Fixing the suburbs, degradation that’s becoming contagious, red tape, green spaces to create the microclimate that improves urban livability, making energy-efficient buildings and equipment more pleasing to the eye: these are only some of the key issues he focuses on. There are no secret recipes, only the in-depth analysis of the territory and small urban mending interventions that will allow people to cross the road, sit on a bench, plant a tree and affect the microclimate, or create a walkway. All this while creating ethical beauty and shifting away from the city planning that has failed, especially in the suburbs.

In addition to the essential impulse of the good practices of sustainable architecture (materials, construction approach, active and passive systems, recycling, energy self-sufficiency, costs, sun shading, vision), what makes the difference between a good technician and someone who changes the world […] is the awareness of the social and humanistic scope of improving the policies of architectural competitions. And the only way to do so is by creating a truly high-quality panel of judges that interacts with local universities. Rewarding the merit of the best designers is how you can ensure top-quality results and boost research because “healthy competitiveness motivates and rewards the best, but even those who don’t win will learn and gain experience that will help them in the next step.”

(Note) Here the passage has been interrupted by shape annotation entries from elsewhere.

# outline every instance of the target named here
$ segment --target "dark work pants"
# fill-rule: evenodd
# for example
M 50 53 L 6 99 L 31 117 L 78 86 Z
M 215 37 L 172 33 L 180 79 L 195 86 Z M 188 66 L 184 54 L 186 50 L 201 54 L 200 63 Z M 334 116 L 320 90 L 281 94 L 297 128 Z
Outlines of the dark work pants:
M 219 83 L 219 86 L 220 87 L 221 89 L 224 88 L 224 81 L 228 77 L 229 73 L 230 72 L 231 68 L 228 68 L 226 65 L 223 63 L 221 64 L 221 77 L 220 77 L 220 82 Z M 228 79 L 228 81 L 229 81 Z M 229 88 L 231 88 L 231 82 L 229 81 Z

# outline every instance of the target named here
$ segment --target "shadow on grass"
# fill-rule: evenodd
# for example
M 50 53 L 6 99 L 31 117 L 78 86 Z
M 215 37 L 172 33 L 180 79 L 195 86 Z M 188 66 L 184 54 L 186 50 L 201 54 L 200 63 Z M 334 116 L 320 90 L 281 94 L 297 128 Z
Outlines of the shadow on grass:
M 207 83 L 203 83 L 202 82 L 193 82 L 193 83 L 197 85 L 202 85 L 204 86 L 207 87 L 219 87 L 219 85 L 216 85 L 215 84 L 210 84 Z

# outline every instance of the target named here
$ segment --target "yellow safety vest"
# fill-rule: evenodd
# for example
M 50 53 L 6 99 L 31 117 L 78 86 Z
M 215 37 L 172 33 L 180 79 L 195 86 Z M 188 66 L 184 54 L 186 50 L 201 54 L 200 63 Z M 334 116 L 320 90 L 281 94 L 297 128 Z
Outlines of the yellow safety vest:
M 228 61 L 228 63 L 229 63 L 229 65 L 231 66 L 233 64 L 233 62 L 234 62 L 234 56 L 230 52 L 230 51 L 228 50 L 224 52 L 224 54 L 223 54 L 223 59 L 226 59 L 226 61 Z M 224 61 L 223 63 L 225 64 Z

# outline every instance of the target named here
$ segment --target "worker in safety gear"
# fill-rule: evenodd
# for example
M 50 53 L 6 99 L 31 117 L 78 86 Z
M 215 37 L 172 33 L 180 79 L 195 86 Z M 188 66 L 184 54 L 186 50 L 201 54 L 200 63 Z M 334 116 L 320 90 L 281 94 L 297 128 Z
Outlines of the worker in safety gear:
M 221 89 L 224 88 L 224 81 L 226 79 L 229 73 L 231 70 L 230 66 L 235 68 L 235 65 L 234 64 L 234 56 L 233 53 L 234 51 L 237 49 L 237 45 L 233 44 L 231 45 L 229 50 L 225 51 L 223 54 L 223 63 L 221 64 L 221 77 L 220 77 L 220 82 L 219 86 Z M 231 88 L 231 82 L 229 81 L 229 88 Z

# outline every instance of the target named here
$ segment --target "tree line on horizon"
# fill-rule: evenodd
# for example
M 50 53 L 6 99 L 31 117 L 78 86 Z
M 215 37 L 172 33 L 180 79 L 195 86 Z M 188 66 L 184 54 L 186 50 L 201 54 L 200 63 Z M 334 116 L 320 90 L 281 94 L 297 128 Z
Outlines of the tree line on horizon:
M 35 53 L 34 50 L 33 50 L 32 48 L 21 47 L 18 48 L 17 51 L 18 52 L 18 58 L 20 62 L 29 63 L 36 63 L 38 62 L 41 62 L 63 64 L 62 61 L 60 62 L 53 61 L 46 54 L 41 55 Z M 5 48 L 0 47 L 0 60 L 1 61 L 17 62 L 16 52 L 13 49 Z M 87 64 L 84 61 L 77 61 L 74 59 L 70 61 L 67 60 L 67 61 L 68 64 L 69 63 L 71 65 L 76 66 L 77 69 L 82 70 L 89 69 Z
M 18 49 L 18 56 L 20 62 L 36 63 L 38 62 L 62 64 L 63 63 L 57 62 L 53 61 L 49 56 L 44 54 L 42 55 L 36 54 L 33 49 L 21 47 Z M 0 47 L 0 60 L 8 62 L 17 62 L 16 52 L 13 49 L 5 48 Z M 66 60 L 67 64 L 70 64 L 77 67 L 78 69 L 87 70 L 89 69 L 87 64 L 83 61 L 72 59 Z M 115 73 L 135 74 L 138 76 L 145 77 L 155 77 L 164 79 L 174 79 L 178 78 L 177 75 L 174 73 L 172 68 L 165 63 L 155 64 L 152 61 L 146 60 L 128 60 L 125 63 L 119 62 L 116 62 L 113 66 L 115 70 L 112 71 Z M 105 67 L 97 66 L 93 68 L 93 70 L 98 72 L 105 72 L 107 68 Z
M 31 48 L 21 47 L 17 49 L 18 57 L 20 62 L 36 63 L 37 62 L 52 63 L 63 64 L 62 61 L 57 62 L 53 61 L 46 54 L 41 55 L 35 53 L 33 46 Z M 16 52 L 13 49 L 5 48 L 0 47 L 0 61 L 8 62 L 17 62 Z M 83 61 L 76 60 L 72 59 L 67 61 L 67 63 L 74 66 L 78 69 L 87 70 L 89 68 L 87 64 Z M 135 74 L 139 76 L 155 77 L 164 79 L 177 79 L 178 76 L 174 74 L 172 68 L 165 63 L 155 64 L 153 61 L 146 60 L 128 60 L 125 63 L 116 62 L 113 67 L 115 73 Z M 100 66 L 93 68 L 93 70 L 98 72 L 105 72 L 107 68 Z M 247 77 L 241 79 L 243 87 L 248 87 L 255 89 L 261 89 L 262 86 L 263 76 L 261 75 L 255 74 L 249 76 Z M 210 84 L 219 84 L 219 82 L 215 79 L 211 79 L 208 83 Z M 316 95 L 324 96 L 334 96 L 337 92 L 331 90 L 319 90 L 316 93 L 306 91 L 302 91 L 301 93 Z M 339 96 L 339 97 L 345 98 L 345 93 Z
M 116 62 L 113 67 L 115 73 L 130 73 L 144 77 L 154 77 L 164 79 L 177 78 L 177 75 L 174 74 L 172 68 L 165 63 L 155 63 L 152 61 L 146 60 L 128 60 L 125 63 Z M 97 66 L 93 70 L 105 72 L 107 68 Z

But if you try to tell him that something is changing, Cucinella will tell you that “you don’t need 4! You need at least 150 competitions a year, which must be run smoothly without useless, time-wasting disputes. Even the definition of a flowerbed should be subject to a competition!”
Yes, because greenery and landscape are two topics that are dear to Cucinella, who has opened a school in Bologna where every year he teaches his approach to sustainable architecture to 20 young architects. Cucinella encourages everyone to see sustainable architecture as the way to build a future with common sense. This profession can cause some anxiety, but it’s a wonderful profession that allows us to create beauty and to keep writing the history of this incredible country.